Metadata-Version: 2.1
Name: bit-counter
Version: 0.2.0
Classifier: Programming Language :: Rust
Classifier: Programming Language :: Python :: Implementation :: CPython
Classifier: Programming Language :: Python :: Implementation :: PyPy
License-File: LICENSE.md
Requires-Python: >=3.7
Description-Content-Type: text/markdown; charset=UTF-8; variant=GFM

# bit-counter

Package for counting the number of one bits in a numpy array of uint8 values.
Implemented as a Python module using Rust, providing high performance counting.


## Building

To build this package an installation of Rust and Python with the [maturin](https://maturin.rs/)
package is required. The Maturin documentation on [maturin local development](https://maturin.rs/develop.html) is a useful reference for more details.

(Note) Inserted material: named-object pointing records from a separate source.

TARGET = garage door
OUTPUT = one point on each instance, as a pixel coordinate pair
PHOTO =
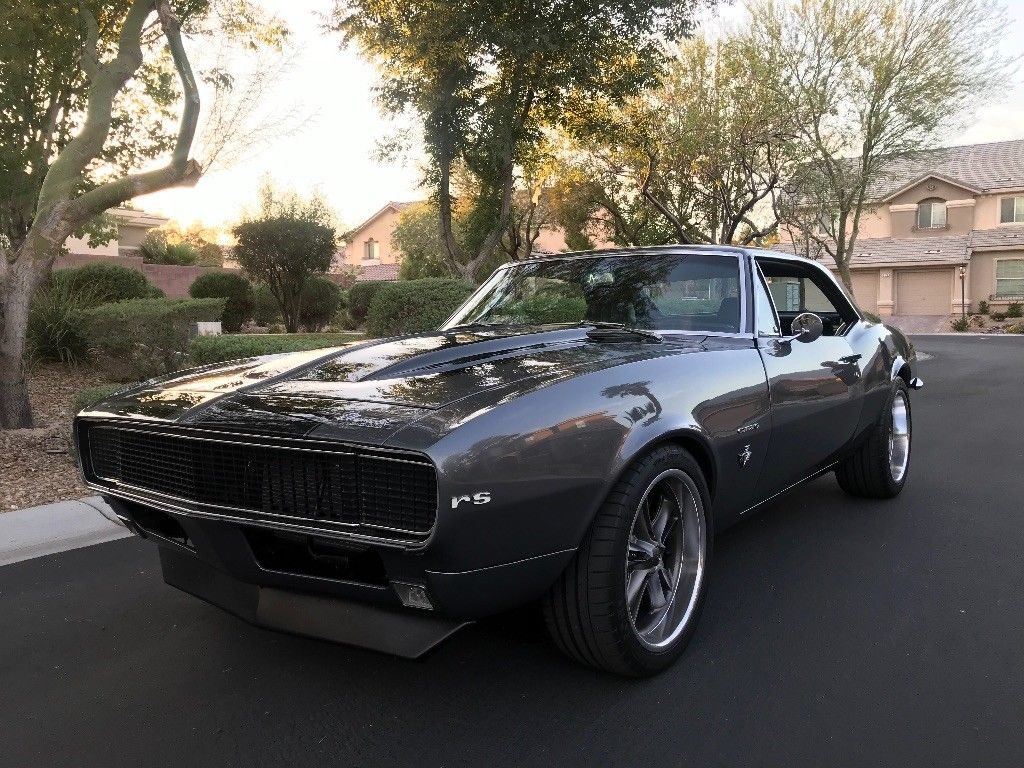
(924, 292)
(865, 290)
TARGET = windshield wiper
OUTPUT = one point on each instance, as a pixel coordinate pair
(602, 330)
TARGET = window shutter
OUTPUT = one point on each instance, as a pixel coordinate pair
(1007, 210)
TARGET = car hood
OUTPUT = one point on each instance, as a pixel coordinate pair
(367, 391)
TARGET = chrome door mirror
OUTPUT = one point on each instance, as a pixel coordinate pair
(807, 327)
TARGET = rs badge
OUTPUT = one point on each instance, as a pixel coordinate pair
(481, 497)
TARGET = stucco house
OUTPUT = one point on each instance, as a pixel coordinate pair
(132, 227)
(945, 209)
(370, 251)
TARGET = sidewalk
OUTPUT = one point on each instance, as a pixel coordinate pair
(55, 527)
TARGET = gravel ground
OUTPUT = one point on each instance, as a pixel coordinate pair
(30, 474)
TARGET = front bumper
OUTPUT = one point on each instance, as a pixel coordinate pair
(342, 592)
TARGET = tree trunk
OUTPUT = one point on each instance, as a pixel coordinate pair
(15, 291)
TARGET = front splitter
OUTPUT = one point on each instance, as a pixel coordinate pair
(404, 634)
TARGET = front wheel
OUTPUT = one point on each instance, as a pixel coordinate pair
(879, 468)
(630, 600)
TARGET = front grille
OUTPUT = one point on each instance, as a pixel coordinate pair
(343, 486)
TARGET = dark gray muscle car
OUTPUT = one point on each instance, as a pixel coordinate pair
(574, 435)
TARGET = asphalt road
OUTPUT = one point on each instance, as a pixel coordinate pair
(838, 632)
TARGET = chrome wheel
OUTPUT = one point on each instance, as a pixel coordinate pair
(666, 559)
(899, 437)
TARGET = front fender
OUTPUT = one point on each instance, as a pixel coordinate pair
(548, 459)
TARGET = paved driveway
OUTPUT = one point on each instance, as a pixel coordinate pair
(838, 633)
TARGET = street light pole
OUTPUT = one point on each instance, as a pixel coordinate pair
(963, 292)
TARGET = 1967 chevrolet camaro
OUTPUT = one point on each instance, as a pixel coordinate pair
(574, 434)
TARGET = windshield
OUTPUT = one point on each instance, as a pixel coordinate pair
(681, 292)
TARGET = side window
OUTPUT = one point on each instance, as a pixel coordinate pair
(797, 288)
(764, 309)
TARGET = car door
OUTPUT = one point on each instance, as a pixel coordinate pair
(814, 388)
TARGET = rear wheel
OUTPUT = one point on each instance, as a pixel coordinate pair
(629, 601)
(879, 468)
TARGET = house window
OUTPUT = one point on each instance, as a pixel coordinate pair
(931, 214)
(371, 250)
(1012, 211)
(1010, 278)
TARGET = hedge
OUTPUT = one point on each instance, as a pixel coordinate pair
(415, 305)
(236, 290)
(321, 299)
(206, 349)
(105, 283)
(132, 340)
(360, 296)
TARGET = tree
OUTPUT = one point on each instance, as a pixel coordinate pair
(54, 193)
(417, 236)
(286, 244)
(694, 160)
(483, 77)
(867, 84)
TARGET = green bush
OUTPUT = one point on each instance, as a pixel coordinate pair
(206, 349)
(104, 283)
(265, 309)
(359, 297)
(414, 305)
(92, 395)
(138, 339)
(551, 307)
(54, 331)
(236, 290)
(321, 298)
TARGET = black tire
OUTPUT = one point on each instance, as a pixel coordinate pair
(587, 610)
(866, 472)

This project is configured by default to target CPUs with the [POPCNT](https://en.wikipedia.org/wiki/SSE4#POPCNT_and_LZCNT) instruction.
The builds available on PyPI have been built with this configuration.
If you require a version for an older CPU without `popcnt` support, build with
the RUSTFLAGS environment variable to exclude the `popcnt` target-feature.
i.e. `RUSTFLAGS='-C target-feature=-popcnt' maturin build -r`.

By default the bit counting is done with a parallel map across all available
CPUs through the use of [rayon](https://docs.rs/rayon/latest/rayon/). Number of threads
can be configured with the environment variable `RAYON_NUM_THREADS`.


## Example usage

    import numpy as np
    from bit_counter import count_ones

    arr = np.packbits(np.random.choice([True, False], 1000000))

    count_of_true_values = count_ones(arr)


## Performance

When built to target a CPU with `popcnt` support the `count_ones` method
provided is substantially faster than a naive `np.unpackbits(arr).sum()`.
The `count_ones` method also doesn't require unpacking the bit packed numpy
array, so doesn't require any addtional memory to do the calculation.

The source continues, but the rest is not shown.